Use this formula #n = m / M# where:

#n# = number of moles

#m# = mass of substance

#M# = molar mass

Secondly, you need to find out how many moles of #N_2# there are.

Use that #n = m / M# formula to do that.

#n# = ?

#m# = 18.5 grams

#M# = ?

In order to calculate what is #n#, you need to find the #M# of #N_2# first.

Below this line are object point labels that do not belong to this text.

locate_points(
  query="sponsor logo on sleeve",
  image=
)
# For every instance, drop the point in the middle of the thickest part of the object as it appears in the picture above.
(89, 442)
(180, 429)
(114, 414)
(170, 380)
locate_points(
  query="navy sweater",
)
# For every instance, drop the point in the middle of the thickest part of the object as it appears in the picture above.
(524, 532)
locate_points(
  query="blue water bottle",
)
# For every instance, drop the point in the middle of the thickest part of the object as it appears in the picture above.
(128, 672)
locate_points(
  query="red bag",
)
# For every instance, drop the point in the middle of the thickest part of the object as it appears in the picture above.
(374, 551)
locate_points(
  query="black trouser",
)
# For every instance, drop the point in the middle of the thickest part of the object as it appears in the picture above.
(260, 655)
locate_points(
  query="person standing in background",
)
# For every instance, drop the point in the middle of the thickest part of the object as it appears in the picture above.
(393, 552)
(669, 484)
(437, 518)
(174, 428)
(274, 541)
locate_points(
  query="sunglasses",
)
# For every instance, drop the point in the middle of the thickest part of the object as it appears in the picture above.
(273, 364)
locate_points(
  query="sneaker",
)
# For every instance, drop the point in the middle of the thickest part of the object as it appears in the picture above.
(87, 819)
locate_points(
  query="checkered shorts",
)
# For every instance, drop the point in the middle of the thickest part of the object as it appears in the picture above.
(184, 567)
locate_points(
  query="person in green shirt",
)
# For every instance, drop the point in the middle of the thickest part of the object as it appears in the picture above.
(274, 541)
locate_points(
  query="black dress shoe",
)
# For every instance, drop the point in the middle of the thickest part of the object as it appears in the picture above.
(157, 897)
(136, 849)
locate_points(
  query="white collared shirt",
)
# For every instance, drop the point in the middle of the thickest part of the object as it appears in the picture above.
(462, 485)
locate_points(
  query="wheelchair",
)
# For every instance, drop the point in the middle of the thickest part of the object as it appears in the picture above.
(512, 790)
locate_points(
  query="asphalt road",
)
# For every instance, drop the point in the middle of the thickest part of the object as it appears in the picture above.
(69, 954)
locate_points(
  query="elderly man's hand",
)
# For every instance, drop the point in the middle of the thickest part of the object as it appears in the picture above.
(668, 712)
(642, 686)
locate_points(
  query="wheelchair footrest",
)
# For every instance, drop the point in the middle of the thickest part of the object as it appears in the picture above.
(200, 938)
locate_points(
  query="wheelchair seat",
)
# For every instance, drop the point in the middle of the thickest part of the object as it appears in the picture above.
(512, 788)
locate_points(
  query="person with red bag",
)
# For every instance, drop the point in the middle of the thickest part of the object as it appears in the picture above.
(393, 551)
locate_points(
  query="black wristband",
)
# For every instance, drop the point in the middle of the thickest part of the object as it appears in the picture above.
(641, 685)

The molar mass can be determined right away by looking straight into the periodic table.

Molar mass of #N_2# is = 14.0 g/mol #xx# 2 = 28.0 g/mol

So,

#n# = #18.5 / 28.0# = 0.6607142857 moles [Don't round it off yet or you'll get inaccurate final answer in the end!]

#m# = 18.5 grams

#M# = 28.0 g/mol

Third step, find out what the #n# is for #NH_3#. This is done using the mole ratio.

The mole ratio between #N_2#:#NH_3# is #1:2#.

This means if 1 mole of #N_2# gives you 2 moles of #NH_3#,

then 0.6607142857 moles of #N_2# will give you:

#0.6607142857 -: 1 xx 2# = 1.32 moles of #NH_3#.

Therefore, 1.32 moles of #NH_3# are produced when 18.5 grams of #N_2# gas reacts with excess #H_2# gas.